Aug. 29, 2012
-- Our lives are increasingly lived online – by socialising on Twitter or Facebook or by online purchasing and banking. The emergence of the ‘cloud’ – i.e storage of data on a remote rather than local server – means that our photos, music, personal information etc are all part of a new digital property. We live our lives by the click of a button and often fail to consider the future… few think about what will happen to their internet life when they die.
If the issue is not considered the information could be misused. Also, online assets and accounts can easily be missed if there is no paper record and the Executors have no knowledge of them. Neither Facebook nor Twitter will hand over login information to Executors. On receipt of a death certificate, Twitter will delete an account and Facebook will either ‘memorialise’

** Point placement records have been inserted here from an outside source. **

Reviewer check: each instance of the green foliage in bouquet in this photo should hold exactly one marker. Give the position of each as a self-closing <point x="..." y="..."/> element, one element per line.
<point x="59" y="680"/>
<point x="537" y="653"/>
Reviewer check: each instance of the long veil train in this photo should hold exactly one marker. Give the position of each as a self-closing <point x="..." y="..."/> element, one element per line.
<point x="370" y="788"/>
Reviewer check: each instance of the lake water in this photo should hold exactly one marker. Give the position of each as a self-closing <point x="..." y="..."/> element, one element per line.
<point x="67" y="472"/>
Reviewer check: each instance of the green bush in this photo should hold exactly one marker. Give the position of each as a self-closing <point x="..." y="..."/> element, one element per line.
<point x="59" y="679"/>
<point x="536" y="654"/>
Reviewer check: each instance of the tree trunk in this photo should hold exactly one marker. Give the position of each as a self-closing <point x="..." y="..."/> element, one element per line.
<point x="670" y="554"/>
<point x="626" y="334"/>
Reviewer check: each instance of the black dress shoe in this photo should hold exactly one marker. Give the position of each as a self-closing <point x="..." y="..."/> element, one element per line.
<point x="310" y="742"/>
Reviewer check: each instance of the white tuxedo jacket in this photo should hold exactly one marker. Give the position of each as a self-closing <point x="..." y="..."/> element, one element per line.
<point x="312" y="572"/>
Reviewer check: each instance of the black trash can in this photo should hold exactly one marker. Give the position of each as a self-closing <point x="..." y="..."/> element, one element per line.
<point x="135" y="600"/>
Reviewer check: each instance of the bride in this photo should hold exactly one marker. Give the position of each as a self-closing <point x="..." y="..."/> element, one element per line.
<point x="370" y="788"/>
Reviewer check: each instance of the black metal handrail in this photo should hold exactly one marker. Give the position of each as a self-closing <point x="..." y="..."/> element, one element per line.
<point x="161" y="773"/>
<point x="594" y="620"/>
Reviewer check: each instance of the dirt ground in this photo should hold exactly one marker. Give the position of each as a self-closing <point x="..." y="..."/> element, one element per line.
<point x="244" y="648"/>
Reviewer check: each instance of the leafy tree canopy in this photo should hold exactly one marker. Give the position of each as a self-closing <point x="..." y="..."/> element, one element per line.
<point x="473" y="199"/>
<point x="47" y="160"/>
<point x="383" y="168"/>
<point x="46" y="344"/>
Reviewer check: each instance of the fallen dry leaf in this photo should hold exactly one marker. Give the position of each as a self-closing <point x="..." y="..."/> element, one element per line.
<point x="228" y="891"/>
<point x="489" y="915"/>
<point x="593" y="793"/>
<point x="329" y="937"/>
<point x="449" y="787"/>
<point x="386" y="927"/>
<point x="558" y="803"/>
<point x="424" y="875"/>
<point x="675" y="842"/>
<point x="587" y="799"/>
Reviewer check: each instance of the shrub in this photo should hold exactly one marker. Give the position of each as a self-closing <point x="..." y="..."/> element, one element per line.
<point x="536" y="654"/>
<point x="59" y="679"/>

the account or delete it on request. With other sites it depends on their terms and conditions – have you checked them out?
Legislation is currently being drawn up both in the EU and the US to seek to address the issues. However these are complex and, as has rightly been commented that ‘legislation will always be the tortoise to technology’s hare’.
Increasingly people include login details and passwords in their Wills - however, unless securely stored; this could create serious security issues and also makes it cumbersome to keep records up-to-date. Alternatively, the Will could refer to a sealed envelope securely stored with the Will to contain the relevant information. This may be more secure and also allow for details to be updated in a simpler and quicker way.